Pour le lancement du livre du doyen de La Presse, Claude Gingras, il y avait foule à la librairie Gallimard. Le critique musical de 82 ans a pleuré en voyant «toutes ces personnes de qualité» qui s'étaient déplacées pour se procurer Notes, dans lequel il raconte, à sa manière, l'histoire de la musique classique du Québec

Véronique Lauzon LA PRESSE

Alain Lefèvre

Le critique musical n'a pas toujours été tendre envers le pianiste et compositeur Alain Lefèvre: «Si les gens pensent que je n'ai eu que de bonnes critiques, ils n'ont qu'à faire une petite recherche et ils vont voir que j'ai goûté à la médication de Claude. Mais ça, ce n'est pas important. Ce qui est important, c'est tout ce qu'il a fait. Il a toute mon admiration et mon affection.»

Claude Gingras

Lorsqu'il a pris le micro pour remercier les personnes présentes au lancement, Claude Gingras a confié en versant quelques larmes: «Je suis estomaqué. Je suis tellement ému! Je n'en reviens pas de voir tous ces gens qui ont pris le temps de venir.»

Jean-Pierre Coallier

L'animateur de Radio-Classique Jean-Pierre Coallier a aussi été l'objet de critiques négatives de la part de Claude Gingras.
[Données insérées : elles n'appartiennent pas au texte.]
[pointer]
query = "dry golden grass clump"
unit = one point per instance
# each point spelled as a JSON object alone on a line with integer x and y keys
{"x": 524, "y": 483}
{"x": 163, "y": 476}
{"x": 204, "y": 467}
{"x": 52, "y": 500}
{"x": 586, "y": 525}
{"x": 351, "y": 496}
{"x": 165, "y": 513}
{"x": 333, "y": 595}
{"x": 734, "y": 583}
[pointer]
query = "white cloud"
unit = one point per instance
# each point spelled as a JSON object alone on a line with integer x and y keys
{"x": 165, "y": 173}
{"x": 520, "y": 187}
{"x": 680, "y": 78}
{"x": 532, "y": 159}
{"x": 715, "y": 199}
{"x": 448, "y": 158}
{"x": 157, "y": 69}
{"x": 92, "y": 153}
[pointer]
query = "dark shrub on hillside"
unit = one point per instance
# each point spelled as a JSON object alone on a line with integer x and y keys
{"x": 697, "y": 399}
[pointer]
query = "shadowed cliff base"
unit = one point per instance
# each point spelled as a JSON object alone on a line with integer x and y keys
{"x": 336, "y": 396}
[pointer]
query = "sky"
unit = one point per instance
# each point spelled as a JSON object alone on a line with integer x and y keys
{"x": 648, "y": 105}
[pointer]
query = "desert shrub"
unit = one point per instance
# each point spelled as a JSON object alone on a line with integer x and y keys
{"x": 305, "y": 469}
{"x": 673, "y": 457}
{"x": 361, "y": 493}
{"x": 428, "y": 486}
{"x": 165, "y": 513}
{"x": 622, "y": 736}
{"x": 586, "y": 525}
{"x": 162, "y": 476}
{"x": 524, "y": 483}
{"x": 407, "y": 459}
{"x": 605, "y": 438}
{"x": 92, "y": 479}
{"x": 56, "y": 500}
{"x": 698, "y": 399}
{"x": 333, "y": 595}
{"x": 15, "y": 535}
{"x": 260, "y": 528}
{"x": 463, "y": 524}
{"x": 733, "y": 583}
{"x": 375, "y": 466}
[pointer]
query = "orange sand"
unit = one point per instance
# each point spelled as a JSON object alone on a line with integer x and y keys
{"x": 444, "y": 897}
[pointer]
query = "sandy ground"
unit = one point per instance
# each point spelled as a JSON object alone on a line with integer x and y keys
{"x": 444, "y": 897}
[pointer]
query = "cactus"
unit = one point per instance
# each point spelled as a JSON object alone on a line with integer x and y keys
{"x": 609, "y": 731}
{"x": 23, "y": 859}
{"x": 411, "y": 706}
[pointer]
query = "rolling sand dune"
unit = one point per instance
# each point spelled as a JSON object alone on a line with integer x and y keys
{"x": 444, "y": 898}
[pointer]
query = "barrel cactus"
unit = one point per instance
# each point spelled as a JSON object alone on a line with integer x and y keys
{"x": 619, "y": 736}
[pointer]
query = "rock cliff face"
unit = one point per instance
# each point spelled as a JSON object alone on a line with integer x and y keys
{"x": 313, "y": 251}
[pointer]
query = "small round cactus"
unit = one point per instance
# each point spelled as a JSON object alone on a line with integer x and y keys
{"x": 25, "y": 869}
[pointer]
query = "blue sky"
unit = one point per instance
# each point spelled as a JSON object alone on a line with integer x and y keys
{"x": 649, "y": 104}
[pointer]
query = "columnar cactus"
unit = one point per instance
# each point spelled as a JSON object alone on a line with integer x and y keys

S'il participait à un bien cuit pour le critique musical, il dirait en riant: «Aider les autres, c'est la plus grande vertu. Nuire aux autres, c'est le plus grand péché. Je pense que monsieur Gingras est à mi-chemin entre les deux.»

Gérard Poirier

Depuis quelques années, Gérard Poirier échange régulièrement avec Claude Gingras au square Saint-Louis: «C'est un garçon d'une culture immense. J'aime bien l'entendre parler, j'aime l'entendre se révolter contre des tonnes de choses qui existent dans la société.»